|Krakow is one of the most polluted cities in the EU / Photo Credit: den_didenko (via Shutterstock)|
Marek Witkowski’s patrol car came to a stop, powering his four-rotor dine within minutes and sending it to fight against air pollution, reported James M. Gomez and Dorota Bartyzel of Bloomberg Businessweek, a news website that helps global leaders take one step ahead with insights and in-depth analysis of people, events, etc. Witkowski is at the forefront of the clean-air revolution in one of the most polluted cities in the most polluted member state of the European Union. The drone’s cameras examine chimneys from above for signs that household furnaces are illegally burning coal or trash. As Witkowski steered his drone, he said, “That smoke is white, so they’re using gas—it’s OK.” Addressing climate change is a top political priority in Europe. However, Poland has ways to go as it’s home to over 30 of the EU’s 50 most polluted cities, a clear marker of the communist-era industry.
Almost 80% of its electricity is from coal, which is also the primary fuel for household heating. It is also the policy of the Polish government to preserve jobs for miners. Krakow, Poland’s historic capital and its most popular tourist destination, undertook a radical approach in getting rid of the smog. Buses are run by electricity and it is also the first city in the county to issue a ban on burning coal, policing the air with drones. Marek Aniol, a spokesman for the Municipal Police Department, observed that most drastic cases of burning toxic materials have become rare. “People have noticed the difference in the air quality and want more—more green areas, more efficient recycling, more electric public transport, more healthy solutions,” he added. The Polish government has been at odds with the EU over a lot of issues. One of which is the protection of mining jobs and insisting it will achieve its emission targets on its own regardless of the EU’s more stringent regulations.
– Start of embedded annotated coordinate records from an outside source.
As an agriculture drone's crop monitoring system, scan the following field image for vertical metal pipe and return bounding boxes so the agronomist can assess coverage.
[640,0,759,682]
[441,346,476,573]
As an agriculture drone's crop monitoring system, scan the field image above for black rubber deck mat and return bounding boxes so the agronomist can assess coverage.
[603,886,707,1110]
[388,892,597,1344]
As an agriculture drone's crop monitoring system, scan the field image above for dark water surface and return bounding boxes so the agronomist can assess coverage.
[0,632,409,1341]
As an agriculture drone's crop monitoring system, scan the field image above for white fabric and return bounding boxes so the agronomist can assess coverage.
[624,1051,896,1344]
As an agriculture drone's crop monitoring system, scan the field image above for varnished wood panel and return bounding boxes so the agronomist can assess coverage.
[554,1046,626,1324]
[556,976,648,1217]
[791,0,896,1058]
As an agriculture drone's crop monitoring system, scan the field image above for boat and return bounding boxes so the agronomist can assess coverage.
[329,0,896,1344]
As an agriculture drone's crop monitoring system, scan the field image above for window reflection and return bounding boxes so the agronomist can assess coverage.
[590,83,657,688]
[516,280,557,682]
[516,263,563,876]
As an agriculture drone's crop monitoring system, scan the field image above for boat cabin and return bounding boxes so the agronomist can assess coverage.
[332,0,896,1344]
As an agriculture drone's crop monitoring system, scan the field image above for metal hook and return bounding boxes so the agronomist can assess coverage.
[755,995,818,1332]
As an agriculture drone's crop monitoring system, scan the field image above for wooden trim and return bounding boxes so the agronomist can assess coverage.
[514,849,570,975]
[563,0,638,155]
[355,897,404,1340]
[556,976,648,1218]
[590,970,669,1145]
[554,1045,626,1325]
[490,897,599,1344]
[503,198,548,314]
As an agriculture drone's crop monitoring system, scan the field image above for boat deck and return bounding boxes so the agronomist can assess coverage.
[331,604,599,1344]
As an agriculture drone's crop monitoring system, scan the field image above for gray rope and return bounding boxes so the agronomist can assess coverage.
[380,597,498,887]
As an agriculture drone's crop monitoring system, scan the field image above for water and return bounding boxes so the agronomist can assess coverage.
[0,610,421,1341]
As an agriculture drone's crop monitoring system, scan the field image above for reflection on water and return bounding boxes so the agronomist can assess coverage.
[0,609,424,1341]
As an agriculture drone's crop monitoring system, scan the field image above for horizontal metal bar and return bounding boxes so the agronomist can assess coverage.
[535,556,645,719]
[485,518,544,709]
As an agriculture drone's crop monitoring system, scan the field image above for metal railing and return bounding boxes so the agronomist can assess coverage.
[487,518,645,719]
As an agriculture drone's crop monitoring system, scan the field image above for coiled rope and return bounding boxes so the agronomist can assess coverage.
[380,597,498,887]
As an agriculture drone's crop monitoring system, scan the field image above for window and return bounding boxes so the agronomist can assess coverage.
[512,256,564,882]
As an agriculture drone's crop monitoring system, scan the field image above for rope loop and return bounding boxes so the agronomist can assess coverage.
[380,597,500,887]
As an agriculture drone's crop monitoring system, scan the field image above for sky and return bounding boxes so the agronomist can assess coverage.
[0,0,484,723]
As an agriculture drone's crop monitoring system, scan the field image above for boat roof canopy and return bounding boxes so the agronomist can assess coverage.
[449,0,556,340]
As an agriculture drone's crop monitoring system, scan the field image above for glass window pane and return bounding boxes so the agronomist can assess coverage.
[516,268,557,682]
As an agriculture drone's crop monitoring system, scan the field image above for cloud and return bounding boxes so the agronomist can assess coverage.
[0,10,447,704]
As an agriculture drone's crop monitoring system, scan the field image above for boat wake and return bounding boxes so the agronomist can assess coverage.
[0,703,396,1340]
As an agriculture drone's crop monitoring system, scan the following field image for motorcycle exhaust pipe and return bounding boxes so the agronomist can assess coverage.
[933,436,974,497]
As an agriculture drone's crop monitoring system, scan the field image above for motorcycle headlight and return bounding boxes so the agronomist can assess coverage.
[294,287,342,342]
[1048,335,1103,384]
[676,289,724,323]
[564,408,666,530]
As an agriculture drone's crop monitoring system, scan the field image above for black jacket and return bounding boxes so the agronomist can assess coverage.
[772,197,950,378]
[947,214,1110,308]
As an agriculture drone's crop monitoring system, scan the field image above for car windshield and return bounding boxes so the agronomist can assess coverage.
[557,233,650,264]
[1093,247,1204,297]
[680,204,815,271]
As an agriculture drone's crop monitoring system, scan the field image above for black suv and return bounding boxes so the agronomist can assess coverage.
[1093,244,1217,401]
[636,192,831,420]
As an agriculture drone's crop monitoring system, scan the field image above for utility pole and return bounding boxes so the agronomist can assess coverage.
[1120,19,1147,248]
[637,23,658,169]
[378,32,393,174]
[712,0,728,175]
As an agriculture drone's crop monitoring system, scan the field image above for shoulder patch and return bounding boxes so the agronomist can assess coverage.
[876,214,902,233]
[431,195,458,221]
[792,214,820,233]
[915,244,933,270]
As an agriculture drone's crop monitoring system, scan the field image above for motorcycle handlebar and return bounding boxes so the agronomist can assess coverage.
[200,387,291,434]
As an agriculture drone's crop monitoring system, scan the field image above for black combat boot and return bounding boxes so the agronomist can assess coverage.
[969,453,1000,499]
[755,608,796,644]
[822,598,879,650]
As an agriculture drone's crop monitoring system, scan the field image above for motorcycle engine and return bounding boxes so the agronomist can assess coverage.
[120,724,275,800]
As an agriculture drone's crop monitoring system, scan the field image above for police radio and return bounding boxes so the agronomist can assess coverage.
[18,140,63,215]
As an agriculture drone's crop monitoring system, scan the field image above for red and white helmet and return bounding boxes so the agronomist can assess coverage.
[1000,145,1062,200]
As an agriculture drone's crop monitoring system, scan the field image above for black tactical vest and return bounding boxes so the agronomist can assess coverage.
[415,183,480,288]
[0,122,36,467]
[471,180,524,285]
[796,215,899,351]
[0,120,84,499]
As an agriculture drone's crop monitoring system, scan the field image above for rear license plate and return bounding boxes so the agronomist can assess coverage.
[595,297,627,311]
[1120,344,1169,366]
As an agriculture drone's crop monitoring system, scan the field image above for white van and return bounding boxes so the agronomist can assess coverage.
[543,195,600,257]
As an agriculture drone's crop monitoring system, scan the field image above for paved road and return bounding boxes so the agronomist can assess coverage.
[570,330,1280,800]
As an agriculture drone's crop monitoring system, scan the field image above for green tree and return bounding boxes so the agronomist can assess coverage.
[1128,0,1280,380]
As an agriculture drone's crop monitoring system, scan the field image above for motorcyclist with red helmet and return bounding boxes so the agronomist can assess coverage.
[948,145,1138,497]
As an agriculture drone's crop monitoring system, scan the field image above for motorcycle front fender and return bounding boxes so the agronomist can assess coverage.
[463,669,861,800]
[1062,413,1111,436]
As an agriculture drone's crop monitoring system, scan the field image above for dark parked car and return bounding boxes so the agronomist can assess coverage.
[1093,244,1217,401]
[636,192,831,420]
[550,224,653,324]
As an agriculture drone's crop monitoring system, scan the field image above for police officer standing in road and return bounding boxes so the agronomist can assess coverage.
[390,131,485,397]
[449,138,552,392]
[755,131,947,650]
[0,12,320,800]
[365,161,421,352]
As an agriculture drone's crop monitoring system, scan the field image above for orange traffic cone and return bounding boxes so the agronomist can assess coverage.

This resulted in a drive spearheaded by municipal authorities and activists to replace all archaic home furnaces. There were 30 cases of pollution from heating a decade ago but ever since the Municipal Police Department acquired its first drone in 2018, Krakow found 13,000 households for illegal burning. Jacek Majchrowski, mayor of the city since 2002, stated, “The air knows no borders. It appeared to many as an insurmountable problem.”